The Linux Vendors want to sell you a new VPS every year instead of fixing bugs.

Also I really hate the "Libre" movement of hijacking a project (Mysql->MariaDB,OpenSSL->LibreSSL,OpenOffice->LibreOffice, etc.) Instead of fixing what's wrong with the standard distribution, they instead fork their own incompatible version which just creates more problems. The open source motto should be "fork it until all dissenters abandon it", fine I get it, open source, fork your own, blah blah blah, but nobody wants 200 versions of the same product with only trivial improvements and a whole lot of incompatibility. That's the problem with Android and Linux to begin with.

OpenSSL obviously felt compatibility was more important than addressing bugs in a timely manner, or they lacked developers able to see the significance of the bugs. Does the LibreSSL version improve on this? Absolutely not. The only thing they did was axe features that they simply didn't want to deal with instead of fixing them.

The policy of ALL operating systems should be "Do not ship your own SSL/Crypto library, do not statically compile against a crypto library, do not wrap the crypto library. This is for your own good" for anything that runs at OS boot time.
 
Seems like Apple really does say no to the govt.. I think the questions are whether they've been compromised despite saying "No" (the article above) or at what point does the government secretly force them to do stuff they don't want to & can't talk about.

Your last sentence is probably the key. From what I understand, the bill that passed the House and Senate recently indemnifies companies that allow such access, and you know they are pushing for it. Can we really take Apple at their word? I hope so, but who knows?

And, Comey is encouraging companies to implement more 'in transit' encryption, where the info is encrypted but the service is designed to do some kind of processing (thus decryption) and that's where the govt will tap in.
 
In theory you could verify that the source code is in fact running. Compile the source to binary and look at the binaries. It would take some effort but it certainly could be done.

You could also disassemble (convert the binary to assembly) the crypto library and look at what the code is doing and verify that it is doing about the same job as the C source code.
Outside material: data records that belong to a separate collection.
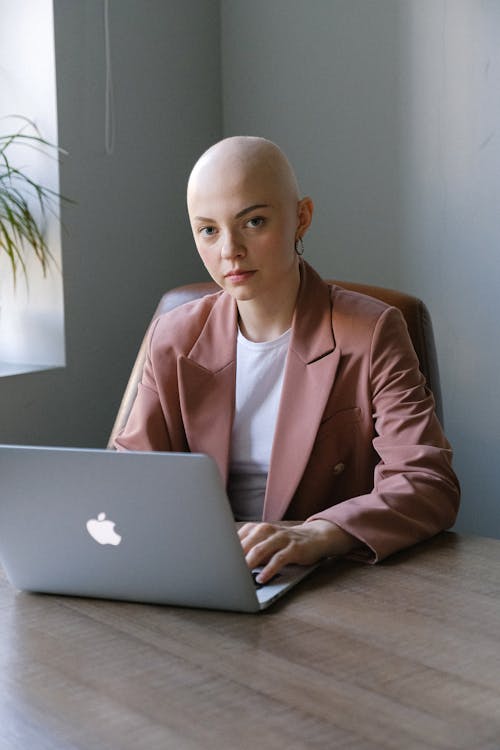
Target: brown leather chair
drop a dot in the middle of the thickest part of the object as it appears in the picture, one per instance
(414, 311)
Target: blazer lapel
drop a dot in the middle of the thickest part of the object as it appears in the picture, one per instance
(207, 379)
(311, 367)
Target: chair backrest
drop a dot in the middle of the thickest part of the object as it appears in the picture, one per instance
(414, 311)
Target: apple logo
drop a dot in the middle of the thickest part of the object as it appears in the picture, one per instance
(103, 530)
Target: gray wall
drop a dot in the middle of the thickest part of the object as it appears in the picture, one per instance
(390, 111)
(127, 239)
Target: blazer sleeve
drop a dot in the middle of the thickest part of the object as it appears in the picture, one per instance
(415, 491)
(146, 428)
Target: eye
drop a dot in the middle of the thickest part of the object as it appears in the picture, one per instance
(207, 231)
(256, 221)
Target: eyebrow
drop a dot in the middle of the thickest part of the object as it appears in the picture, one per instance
(241, 213)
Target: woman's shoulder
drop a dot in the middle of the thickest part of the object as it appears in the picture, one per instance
(181, 326)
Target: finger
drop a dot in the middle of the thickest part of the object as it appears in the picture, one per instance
(260, 551)
(258, 532)
(246, 529)
(274, 566)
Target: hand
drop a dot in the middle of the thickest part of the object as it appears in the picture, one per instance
(274, 546)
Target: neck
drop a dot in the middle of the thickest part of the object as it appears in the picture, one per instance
(267, 320)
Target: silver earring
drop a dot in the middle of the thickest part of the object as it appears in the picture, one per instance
(301, 251)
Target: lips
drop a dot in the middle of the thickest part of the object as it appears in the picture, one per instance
(238, 274)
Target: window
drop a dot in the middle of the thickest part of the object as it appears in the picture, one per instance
(31, 316)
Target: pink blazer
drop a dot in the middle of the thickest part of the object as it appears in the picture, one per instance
(356, 441)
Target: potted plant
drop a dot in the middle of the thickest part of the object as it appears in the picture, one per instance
(24, 203)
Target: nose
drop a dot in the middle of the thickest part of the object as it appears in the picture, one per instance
(232, 246)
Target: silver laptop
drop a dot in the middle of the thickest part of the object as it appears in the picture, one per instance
(137, 526)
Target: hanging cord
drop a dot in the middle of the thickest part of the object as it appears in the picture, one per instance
(109, 124)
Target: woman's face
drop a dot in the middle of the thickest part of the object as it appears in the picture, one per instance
(245, 223)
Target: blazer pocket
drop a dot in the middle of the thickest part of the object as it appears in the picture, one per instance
(337, 423)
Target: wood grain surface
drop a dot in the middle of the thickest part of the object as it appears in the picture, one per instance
(404, 655)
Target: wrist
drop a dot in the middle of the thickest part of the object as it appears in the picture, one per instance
(335, 540)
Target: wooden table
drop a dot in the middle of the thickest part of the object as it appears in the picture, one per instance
(402, 655)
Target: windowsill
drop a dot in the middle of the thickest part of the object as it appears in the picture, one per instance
(20, 368)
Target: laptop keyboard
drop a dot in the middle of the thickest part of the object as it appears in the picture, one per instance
(258, 585)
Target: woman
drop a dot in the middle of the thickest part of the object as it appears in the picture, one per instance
(309, 398)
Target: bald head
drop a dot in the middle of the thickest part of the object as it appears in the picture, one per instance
(241, 159)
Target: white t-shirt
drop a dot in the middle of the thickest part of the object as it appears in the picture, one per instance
(260, 367)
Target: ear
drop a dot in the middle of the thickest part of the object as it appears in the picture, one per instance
(305, 209)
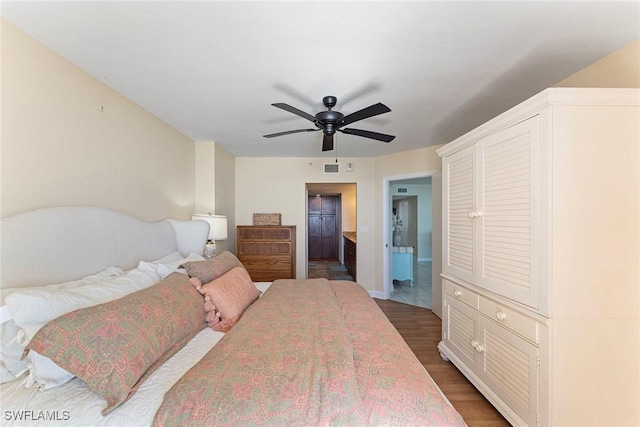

Both methods are labor intensive because you don't get a byte per byte match even if everything is as it should be. Even so, I bet someone has already looked and we'd hear quickly if we were tricked.
I think it's nearly impossible to do that thoroughly within a reasonable timespan. As you said, you're not going to get the exact same instructions when you compile the source code. They could slip something in. A single extra jump instruction could constitute a security vulnerability.